Further hikes are expected, although there are question marks over their magnitude, as economists say markets have already forecast a substantial number of hikes over the next few years.
But what does this mean for the average homeowner and their monthly repayments?
Based on typical mortgage rate forecasts here, we calculated the numbers on what homeowners are likely to pay, using the amount owed at $100,000. This allows for easy multiplication by the value of individual mortgages.
The typical forecast is that the one-year fixed rate will hit the low 5% range over the next two years. Economist Tony Alexander predicts that the one-year fixed rate will be 4.75% next February and 5.25% in February 2024, for example.
Mortgages Online director Hamish Patel says many people exiting their current mortgage terms this year have rates around 2.5%. At this rate, monthly repayments on a $100,000 loan over 30 years are $395.
But if the rate goes up to 4.50%, the monthly repayments amount to $507. At 5.0% they are $537, and at Alexander’s forecast of 5.25% they will be $552.

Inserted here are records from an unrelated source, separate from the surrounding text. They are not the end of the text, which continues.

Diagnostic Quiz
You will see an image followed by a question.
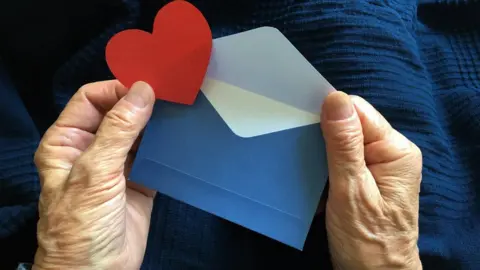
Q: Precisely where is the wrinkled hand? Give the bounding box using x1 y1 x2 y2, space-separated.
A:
34 81 155 269
322 92 422 269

When this is applied to the national median price, which the latest Real Estate Institute figures put at $880,000 in January, it shows just how big the increase can be for those with large loans.
Assuming a 20% deposit for a home loan at the national median price, monthly repayments at 2.50% would be $2,782. If the rate went to 5.25%, monthly repayments would be $3,888.
Of the major centers, Auckland has the highest property prices. The current median price in the area is $1.2 million, according to the Real Estate Institute.
With a 20% down payment, the monthly repayments of the 2.50% loan would be $3,793. At 5.25%, they would rise to $5,301.
While the repayment increases are significant, Patel says most mortgage holders will be able to manage rates of 5% as banks test borrowers’ ability to make repayments at a higher rate. But that means there will be less spending in the economy.
Alexander also says he’s confident most people will get by, although they might be shocked at the amount of expenses for things like restaurant meals they have to cut to cover the rising costs. .
But CoreLogic released its latest housing affordability report on Friday, and it showed a sharp rise in mortgage repayments, with households taking out a new home loan now having to spend 48% of their income paying off an 80% mortgage.
CoreLogic’s chief real estate economist, Kelvin Davidson, said another 0.5-0.6% increase in a typical mortgage rate would take that affordability measure to the worst level on record.